Grey Market: Cameras sold in America with Japanese warranties. Read: No warranty here. It's a little cheaper, but far from worth it, in most cases.
I'd also recommend digital. It gives you so much more opportunity to learn from what you did, as well as shoot without reservation. When I started shooting, it was film, at a race track. I went through 7-12 rolls of film per night (at $6 per roll, plus $8 developing). A year and a half ago, I broke down and bought a DSLR, and the 35mm hasn't left the dark corners of my camera bag since.
I bought it because I was headed to Hawaii and knew that the cost of getting into the new camera (I spent about $2K after camera/lenses/bags/extras) would be exceeded by developing costs in a very short time. I ended up shooting 1300 shots in Hawaii in that ten days. By now, I've shot nearly 9,000 photos through it. I get instant feedback, and can adjust and re-shoot on the spot if I have any problems. I can also carry them over to my computer, and not lose any sharpness because it went to print first.
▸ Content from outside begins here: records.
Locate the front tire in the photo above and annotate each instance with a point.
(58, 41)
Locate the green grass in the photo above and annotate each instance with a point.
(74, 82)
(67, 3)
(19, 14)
The only time I've ever had film shots as sharp as my digital shots was when I shot with high end film, and paid to have them scanned by a $100,000 drum scanner, at $25 per scanned photo.
One other MAJOR consideration is that you're shooting your tank. If you realized how many bad shots happen in a reef tank.... oh man! I tried a couple rolls of film at my tank once, and will probably never do it again. You can't white balance, you have to buy filters. Everything came out washed out blue, and I ended up with two rolls of trash can filler. Not one shot came out.
For me, it's a no brainer. Go digital, even the pros aren't bothering with film any more. Digital really is that good nowadays. If you can stretch it out, and get into a digital SLR, even better.